Agapanthus are mostly free of pests but can from time to time be attached by the Agapanthus Borer Moth, Neuranethes spodopterodes which is native to South Africa. The larvae bore into the budding inflorescence and as they mature they tunnel down towards the leaves and rhizomes. The Agapanthus borer is often mistakenly referred to as Amaryllis borer Brithys crini pancratii which they are most certainly not. A severe attack can promote rot and may kill the plant.

The introduced exotic European garden snail can at times also do considerable damage if not controlled.

Agapanthus praecox with its neat growth habit and spectacular flowers is an asset and a must for every proudly South African garden and amenity horticultural landscape in the regions where they grow best.

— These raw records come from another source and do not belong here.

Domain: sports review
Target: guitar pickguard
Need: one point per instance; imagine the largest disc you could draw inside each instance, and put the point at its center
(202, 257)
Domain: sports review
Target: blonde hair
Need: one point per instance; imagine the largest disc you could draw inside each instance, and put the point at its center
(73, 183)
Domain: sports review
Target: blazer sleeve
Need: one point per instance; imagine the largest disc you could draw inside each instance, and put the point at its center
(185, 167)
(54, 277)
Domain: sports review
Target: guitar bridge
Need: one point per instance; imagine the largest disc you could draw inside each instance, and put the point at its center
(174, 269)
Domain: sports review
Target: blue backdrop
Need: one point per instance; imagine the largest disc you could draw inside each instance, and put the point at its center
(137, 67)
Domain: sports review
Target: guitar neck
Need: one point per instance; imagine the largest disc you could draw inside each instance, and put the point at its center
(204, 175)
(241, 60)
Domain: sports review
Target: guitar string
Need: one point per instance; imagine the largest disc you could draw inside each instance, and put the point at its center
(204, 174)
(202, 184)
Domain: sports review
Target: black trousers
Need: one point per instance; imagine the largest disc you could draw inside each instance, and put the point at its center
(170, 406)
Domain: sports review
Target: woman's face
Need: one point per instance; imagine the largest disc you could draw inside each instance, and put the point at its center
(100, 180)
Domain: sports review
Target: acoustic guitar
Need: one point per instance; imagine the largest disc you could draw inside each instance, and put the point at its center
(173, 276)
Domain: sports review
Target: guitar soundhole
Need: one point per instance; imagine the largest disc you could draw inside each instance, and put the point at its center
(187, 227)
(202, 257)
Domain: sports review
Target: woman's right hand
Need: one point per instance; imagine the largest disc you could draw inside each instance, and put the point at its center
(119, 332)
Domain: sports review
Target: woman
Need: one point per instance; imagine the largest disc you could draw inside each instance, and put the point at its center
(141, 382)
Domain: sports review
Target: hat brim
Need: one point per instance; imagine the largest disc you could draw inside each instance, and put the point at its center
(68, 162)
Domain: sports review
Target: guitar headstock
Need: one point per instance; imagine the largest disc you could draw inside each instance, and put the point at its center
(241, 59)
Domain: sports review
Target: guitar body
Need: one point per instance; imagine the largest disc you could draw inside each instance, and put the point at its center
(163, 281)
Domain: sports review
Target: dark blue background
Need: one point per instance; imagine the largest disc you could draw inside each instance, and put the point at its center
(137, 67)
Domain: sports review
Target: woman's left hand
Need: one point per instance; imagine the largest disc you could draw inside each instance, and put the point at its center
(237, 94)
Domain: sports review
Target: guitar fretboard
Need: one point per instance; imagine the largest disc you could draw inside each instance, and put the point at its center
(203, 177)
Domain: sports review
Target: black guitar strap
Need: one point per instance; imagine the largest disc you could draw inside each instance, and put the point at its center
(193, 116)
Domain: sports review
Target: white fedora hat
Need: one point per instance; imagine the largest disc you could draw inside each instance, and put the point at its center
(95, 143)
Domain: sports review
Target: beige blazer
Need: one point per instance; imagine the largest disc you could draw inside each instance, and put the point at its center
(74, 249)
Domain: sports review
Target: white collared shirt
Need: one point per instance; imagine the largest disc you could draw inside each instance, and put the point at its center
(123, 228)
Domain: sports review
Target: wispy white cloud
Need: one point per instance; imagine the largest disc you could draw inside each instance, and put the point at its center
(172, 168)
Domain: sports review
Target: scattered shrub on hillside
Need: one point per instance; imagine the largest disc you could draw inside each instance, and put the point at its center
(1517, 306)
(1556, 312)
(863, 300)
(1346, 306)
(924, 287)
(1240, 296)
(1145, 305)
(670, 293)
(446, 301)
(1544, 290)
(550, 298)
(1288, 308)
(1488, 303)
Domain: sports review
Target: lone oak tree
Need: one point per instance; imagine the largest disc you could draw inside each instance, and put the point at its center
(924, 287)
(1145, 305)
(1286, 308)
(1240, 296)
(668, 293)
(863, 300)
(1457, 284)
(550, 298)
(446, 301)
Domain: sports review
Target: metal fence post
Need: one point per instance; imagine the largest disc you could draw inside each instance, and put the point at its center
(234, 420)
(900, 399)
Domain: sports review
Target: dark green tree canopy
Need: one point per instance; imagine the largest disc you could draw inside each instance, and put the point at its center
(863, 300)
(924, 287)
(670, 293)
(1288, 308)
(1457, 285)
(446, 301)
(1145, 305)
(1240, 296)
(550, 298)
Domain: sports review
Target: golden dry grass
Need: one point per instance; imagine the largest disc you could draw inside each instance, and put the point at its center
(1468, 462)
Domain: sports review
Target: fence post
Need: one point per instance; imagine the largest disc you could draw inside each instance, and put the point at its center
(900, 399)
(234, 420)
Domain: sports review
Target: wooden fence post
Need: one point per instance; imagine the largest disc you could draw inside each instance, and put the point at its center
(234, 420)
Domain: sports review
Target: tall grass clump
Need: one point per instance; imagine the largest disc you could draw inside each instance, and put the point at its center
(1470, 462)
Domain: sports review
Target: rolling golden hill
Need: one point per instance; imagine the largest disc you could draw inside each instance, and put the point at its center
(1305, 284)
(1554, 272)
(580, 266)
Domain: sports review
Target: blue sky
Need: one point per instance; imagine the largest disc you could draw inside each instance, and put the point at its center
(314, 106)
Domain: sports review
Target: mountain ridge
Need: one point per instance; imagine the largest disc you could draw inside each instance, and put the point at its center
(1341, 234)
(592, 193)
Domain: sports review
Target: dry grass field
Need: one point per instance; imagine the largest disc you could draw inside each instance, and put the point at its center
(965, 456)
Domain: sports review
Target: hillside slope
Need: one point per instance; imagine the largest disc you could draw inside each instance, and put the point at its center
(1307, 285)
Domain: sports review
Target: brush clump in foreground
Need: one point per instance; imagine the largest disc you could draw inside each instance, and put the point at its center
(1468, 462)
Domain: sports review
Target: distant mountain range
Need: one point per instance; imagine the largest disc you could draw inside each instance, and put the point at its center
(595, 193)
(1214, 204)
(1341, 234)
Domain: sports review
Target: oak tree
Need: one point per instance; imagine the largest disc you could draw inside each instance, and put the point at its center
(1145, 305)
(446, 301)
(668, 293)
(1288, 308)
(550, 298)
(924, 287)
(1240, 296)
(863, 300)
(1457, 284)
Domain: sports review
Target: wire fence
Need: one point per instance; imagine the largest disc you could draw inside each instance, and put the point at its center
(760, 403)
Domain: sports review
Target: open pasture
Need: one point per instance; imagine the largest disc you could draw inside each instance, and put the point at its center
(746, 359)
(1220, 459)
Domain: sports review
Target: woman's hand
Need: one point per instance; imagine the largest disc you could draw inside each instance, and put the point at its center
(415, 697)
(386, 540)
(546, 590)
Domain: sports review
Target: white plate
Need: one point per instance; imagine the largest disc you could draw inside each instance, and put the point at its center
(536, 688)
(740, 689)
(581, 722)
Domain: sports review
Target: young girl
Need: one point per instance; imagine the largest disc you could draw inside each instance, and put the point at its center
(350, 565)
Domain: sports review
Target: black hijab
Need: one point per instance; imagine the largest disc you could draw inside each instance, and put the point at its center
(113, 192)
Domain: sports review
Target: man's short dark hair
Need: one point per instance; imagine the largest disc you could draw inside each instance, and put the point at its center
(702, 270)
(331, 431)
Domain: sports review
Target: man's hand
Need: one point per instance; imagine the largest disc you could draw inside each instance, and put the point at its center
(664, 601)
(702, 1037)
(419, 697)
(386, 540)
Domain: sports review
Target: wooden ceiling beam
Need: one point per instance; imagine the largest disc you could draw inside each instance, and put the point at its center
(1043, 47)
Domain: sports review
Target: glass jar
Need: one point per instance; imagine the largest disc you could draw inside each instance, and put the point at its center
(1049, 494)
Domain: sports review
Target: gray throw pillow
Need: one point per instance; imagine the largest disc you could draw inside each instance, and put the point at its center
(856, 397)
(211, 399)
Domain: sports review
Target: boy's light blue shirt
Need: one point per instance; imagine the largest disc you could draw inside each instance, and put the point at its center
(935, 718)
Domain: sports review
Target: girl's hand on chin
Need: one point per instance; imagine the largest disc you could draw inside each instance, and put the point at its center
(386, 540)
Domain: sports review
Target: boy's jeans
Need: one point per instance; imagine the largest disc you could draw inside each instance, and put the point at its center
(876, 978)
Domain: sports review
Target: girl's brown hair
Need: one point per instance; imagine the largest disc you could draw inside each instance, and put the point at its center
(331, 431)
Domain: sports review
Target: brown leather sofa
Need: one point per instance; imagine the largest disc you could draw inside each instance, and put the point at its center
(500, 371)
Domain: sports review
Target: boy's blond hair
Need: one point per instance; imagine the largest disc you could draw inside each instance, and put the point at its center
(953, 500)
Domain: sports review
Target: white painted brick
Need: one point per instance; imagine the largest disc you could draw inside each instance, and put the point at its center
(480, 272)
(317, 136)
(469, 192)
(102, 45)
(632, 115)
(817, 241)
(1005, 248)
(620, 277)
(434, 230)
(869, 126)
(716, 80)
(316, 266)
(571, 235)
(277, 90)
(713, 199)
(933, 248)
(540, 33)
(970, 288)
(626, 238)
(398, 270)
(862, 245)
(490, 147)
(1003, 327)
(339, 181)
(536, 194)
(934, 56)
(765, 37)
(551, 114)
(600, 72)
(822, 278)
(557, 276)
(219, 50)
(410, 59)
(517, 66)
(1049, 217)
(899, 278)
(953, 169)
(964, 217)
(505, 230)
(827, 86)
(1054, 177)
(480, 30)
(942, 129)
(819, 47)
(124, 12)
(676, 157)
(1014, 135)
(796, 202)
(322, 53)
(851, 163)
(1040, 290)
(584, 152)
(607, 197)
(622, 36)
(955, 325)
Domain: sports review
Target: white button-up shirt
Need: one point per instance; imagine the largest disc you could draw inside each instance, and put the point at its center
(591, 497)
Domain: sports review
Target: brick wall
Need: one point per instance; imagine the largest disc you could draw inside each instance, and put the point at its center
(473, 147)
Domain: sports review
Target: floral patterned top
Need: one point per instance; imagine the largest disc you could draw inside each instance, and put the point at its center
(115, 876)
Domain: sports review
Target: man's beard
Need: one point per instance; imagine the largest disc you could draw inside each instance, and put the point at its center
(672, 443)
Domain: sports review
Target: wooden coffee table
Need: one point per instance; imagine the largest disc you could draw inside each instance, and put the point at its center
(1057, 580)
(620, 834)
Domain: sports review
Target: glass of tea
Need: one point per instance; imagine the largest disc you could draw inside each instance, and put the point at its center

For much of the year the Agapanthus plant does not attracts large numbers of insects or other creatures but when it comes to flowering time they attracts large numbers of bees in particular honey bees to the spectacular blue flowers. And along with the bees creatures that feed on bees such as crab spiders that wait in a flower to catch the fist unsuspecting bee that lands to take nectar and pollen as can bee seen in the photo below.

 A crab spider feeding on a bee that it has just caught.

No proudly South African garden or landscape should be without these most spectacular gems of our South African floral kingdom.

In addition to being spectacular garden plants Agapanthus praecox have many uses in traditional medicine and magic as well as being used as love charms.